Land will Wohnbau neu denken. Durch die neue Wohnbaustrategie NÖ sollen der ländliche Raum gestärkt und das Eigentum gefördert werden.

Von Eva Hinterer. Erstellt am 26. März 2019 (02:46)
Mario Kern

Die bereits im Vorjahr angekündigte Wohnbaustrategie stellten Landeshauptfrau Johanna Mikl-Leitner und Landesrat Martin Eichtinger nun vor. Man reagiere damit, so die Landeshauptfrau, auf gesellschaftliche Veränderungen: Die Bevölkerung wird immer älter, sie wird aber auch immer mobiler. Der Bedarf an Singlewohnungen steigt nach wie vor.

NLK Pfeiffer
Landeshauptfrau Johanna Mikl-Leitner und Landesrat Martin Eichtinger bei der Präsentation der neuen blau-gelben Wohnbaustrategie in St. Pölten.

Die Bedeutung von Umweltanliegen nimmt auch im Wohnbau zu und man müsse auf neue Arbeitsformen – Stichwort „Home Office“ – reagieren, sagt Mikl-Leitner.
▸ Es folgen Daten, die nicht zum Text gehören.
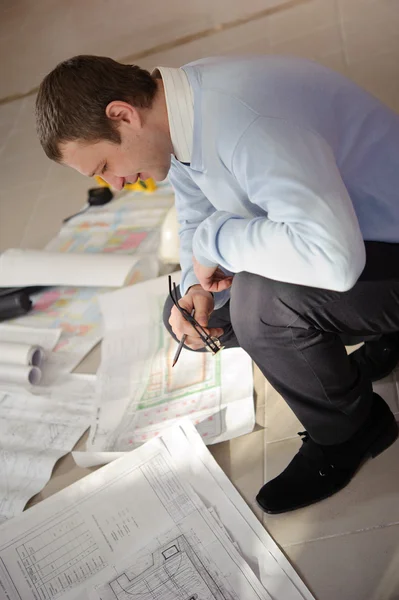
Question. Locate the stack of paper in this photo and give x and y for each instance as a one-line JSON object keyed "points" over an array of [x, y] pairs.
{"points": [[138, 391], [163, 522], [35, 431]]}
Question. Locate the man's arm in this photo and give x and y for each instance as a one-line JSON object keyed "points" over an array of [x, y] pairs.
{"points": [[192, 209], [309, 234]]}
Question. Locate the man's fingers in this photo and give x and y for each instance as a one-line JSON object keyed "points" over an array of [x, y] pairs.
{"points": [[219, 286], [196, 343]]}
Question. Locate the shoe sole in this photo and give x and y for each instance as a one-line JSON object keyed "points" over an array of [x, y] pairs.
{"points": [[387, 437]]}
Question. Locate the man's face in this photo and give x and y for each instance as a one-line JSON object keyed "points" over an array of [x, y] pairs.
{"points": [[144, 152]]}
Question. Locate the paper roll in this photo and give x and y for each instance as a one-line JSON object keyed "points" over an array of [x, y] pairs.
{"points": [[24, 375], [21, 354], [22, 268]]}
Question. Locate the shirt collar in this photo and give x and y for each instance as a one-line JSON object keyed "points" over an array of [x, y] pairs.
{"points": [[180, 106]]}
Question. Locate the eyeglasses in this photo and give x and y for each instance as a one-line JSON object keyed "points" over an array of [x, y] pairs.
{"points": [[212, 343]]}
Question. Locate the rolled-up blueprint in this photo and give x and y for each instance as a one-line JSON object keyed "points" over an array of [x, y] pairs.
{"points": [[24, 375], [22, 268], [21, 354]]}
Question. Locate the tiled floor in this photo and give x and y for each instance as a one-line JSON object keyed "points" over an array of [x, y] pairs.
{"points": [[345, 547]]}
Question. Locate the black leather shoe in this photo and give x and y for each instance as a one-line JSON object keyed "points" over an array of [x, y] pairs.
{"points": [[318, 472], [378, 358]]}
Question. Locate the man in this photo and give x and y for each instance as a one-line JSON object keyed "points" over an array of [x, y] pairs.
{"points": [[286, 177]]}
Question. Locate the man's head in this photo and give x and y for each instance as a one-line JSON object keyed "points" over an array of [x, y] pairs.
{"points": [[104, 118]]}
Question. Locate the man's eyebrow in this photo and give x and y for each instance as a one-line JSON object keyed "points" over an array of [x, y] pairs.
{"points": [[95, 170]]}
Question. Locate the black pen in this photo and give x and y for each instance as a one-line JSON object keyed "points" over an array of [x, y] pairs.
{"points": [[181, 344]]}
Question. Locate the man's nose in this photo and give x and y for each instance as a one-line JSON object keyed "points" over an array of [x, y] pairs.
{"points": [[114, 181]]}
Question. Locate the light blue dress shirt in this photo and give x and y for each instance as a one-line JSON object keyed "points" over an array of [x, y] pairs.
{"points": [[292, 167]]}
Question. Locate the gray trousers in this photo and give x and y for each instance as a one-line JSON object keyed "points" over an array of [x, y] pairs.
{"points": [[295, 335]]}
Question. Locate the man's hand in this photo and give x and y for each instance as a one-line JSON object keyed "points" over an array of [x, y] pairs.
{"points": [[212, 279], [202, 302]]}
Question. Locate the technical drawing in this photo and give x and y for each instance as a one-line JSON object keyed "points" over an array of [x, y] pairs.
{"points": [[175, 572], [60, 557]]}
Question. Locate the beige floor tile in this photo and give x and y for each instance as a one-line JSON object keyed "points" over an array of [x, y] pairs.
{"points": [[249, 38], [61, 178], [378, 75], [302, 20], [370, 500], [16, 208], [54, 30], [260, 397], [242, 461], [21, 169], [317, 44], [336, 62], [361, 566], [373, 29], [48, 215]]}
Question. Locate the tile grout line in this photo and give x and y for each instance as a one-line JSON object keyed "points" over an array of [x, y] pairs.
{"points": [[182, 40], [341, 32], [343, 534]]}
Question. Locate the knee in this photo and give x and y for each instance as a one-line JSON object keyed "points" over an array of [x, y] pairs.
{"points": [[258, 303]]}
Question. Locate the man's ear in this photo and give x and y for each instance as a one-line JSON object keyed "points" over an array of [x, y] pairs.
{"points": [[123, 112]]}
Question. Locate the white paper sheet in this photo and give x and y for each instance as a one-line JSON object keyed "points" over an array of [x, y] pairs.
{"points": [[21, 375], [136, 528], [75, 311], [12, 353], [45, 337], [35, 431], [40, 267], [139, 393]]}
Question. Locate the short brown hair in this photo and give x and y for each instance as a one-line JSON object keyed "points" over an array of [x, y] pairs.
{"points": [[72, 99]]}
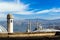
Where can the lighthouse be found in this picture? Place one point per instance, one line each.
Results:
(10, 23)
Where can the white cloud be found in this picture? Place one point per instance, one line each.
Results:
(55, 10)
(5, 6)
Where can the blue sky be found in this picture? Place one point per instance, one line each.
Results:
(30, 9)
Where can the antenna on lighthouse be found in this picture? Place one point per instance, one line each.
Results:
(17, 1)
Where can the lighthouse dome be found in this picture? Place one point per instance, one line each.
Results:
(9, 16)
(2, 29)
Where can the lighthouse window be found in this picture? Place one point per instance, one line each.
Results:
(11, 20)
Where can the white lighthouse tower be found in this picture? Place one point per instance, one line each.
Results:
(10, 23)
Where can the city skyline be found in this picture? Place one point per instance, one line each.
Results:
(30, 9)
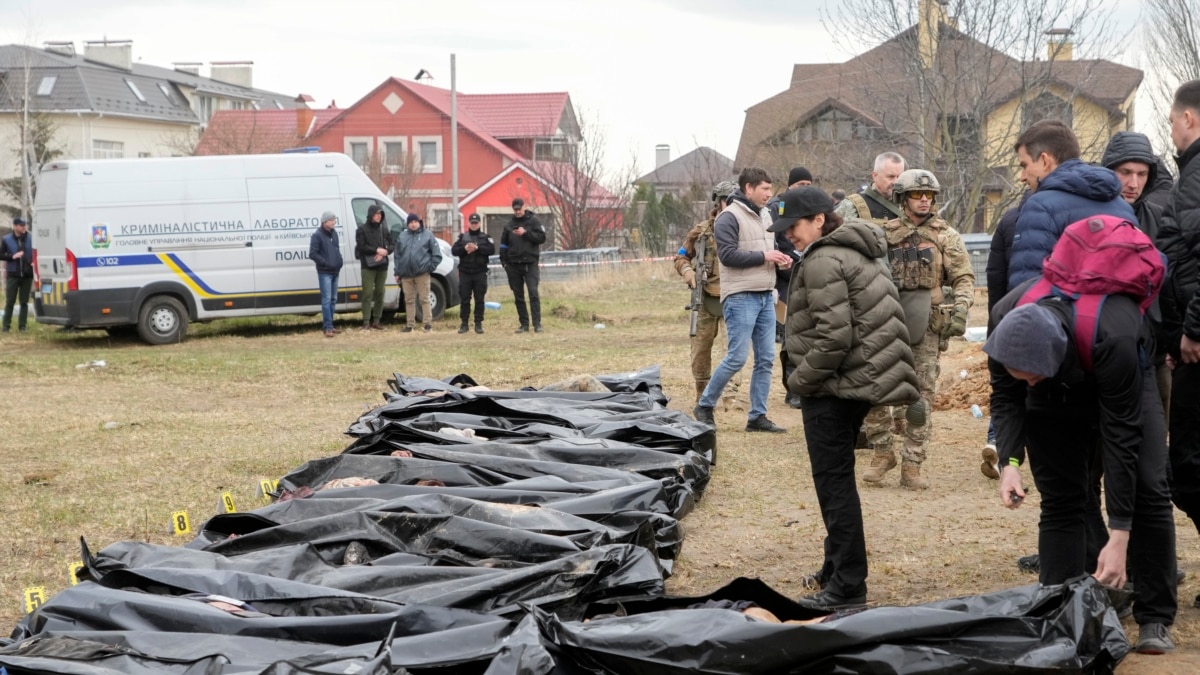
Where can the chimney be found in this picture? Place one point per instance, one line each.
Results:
(930, 17)
(661, 155)
(60, 47)
(233, 72)
(1060, 48)
(117, 53)
(304, 115)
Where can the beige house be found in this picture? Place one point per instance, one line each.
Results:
(103, 105)
(943, 100)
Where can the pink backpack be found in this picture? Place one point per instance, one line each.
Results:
(1096, 257)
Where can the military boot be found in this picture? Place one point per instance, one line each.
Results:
(882, 463)
(910, 477)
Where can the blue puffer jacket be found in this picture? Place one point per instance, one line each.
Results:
(417, 252)
(1071, 192)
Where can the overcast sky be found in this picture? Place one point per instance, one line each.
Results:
(679, 72)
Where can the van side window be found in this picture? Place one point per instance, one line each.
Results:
(360, 207)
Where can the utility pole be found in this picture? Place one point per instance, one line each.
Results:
(455, 223)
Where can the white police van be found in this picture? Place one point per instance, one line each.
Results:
(159, 243)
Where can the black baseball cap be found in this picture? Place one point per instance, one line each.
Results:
(805, 201)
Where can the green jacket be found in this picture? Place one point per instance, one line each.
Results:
(845, 328)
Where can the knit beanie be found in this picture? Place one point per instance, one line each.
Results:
(1030, 339)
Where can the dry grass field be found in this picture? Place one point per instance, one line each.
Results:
(109, 453)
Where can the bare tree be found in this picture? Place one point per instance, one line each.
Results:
(1171, 53)
(586, 197)
(951, 84)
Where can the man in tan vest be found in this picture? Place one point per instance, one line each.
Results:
(748, 258)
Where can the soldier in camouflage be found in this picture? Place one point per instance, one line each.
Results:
(925, 254)
(709, 318)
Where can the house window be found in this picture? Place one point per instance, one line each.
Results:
(107, 149)
(358, 148)
(204, 106)
(961, 133)
(166, 91)
(1047, 107)
(395, 154)
(136, 91)
(429, 153)
(553, 150)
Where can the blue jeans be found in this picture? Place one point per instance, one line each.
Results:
(328, 284)
(749, 320)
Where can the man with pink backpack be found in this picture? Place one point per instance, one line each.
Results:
(1073, 383)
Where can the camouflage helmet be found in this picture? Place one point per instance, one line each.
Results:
(723, 190)
(912, 180)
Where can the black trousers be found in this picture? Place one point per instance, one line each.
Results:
(1062, 457)
(17, 288)
(831, 428)
(1186, 440)
(521, 276)
(472, 285)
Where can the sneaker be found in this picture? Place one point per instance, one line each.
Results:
(357, 554)
(829, 601)
(1030, 563)
(762, 424)
(990, 466)
(1153, 639)
(814, 581)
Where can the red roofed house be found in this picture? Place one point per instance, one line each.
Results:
(509, 145)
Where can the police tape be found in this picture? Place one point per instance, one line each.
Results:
(583, 263)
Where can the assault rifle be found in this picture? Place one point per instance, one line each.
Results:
(697, 293)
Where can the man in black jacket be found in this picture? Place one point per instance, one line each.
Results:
(1069, 418)
(473, 249)
(520, 251)
(1179, 238)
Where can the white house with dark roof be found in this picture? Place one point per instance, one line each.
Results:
(105, 105)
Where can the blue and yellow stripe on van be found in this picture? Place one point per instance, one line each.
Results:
(210, 298)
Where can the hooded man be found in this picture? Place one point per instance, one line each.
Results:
(1068, 418)
(373, 246)
(417, 256)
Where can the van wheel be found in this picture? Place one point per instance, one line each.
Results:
(162, 321)
(437, 299)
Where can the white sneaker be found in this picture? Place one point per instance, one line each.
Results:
(990, 465)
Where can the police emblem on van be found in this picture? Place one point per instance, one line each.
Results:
(100, 237)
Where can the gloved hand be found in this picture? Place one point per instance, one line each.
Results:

Wohnen müsse in allen Regionen leistbar sein. Vorgegeben wurden nun drei strategische „Stoßrichtungen“, wie es die Landeshauptfrau formuliert. Erstens wird es eine gezielte Wohnbauförderung für den ländlichen Raum geben. „Wir wollen Familien in den ländlichen Raum bringen und auch einen finanziellen Bonus für die, die bleiben wollen, schaffen“, erläutert Mikl-Leitner.

Es wird daher beim Wohnbau im Schnitt um 20 Prozent mehr Förderung für die Ansiedlung oder das Verbleiben im ländlichen Raum geben. Auch Bauträger, die Altbestände revitalisieren, sollen in den Genuss dieser Förderung kommen. Damit schaffe man einen Anreiz, die Ortskerne zu beleben. Wer ein Haus im Zentrum einer Gemeinde bauen will, kann bis zu 12.000 Euro an zusätzlicher Förderung lukrieren. Für Sanierungen im Ortskern gibt es einen Einmalzuschuss.

Förderung: 10.000 Euro statt 5.000 Euro

Die zweite Stoßrichtung geht hin zur Schaffung von Eigentum. Das ist, sagt Mikl-Leitner, für junge Familien die beste Altersvorsorge und generell ein Mittel, um Altersarmut vorzubeugen. Daher wird die Förderung bei Bau und Erwerb von Wohnraum von 5.000 auf 10.000 Euro verdoppelt. Jungfamilien bekommen zudem eine Förderung von 10.000 Euro für das erste und jedes weitere Kind.

Die dritte Stoßrichtung betrifft alle Niederösterreicher: Vorrang für Blau-Gelb heißt es da. Landsleute werden auf Basis eines Kriterienkataloges bei Miete und Eigentumserwerb bevorzugt. Die Kriterien gehen von Familiengröße über Einkommen, Bezug zur Region bis hin zum Engagement im Ort (Details siehe Website unten).

Forcierung auf Holzbauten und mehr Grün

Landesrat Eichtinger wird auch moderne Wohnformen unterstützen. Vom „Jungen Wohnen“, wo Menschen bis 35 mit maximal 4.000 Euro Eigenfinanzierung zu Wohnungen kommen, bis zum „Betreuten Wohnen“. Bei letzterem wird es künftig ein Modell ohne verpflichtendes Betreuungspaket geben.

Menschen, die in geförderten Mietwohnungen leben, können dort künftig auch ein Gewerbe anmelden. Und die Förderung für Eigentumswohnungen wird nicht mehr zurückgefordert, wenn die Bleibe auch gewerblich genutzt wird.

Was die Ökologie betrifft, werden Holzbauten und mehr Grün auf Gemeinschaftsflächen sowie Fassaden und Dächern forciert.

Die Finanzierung der Wohnbaustrategie wird einerseits mit 125 Millionen Euro aus Mitteln der Europäischen Investmentbank bewerkstelligt. Zusätzlich laufen viele Förderungen aus, die jetzt umgeleitet werden.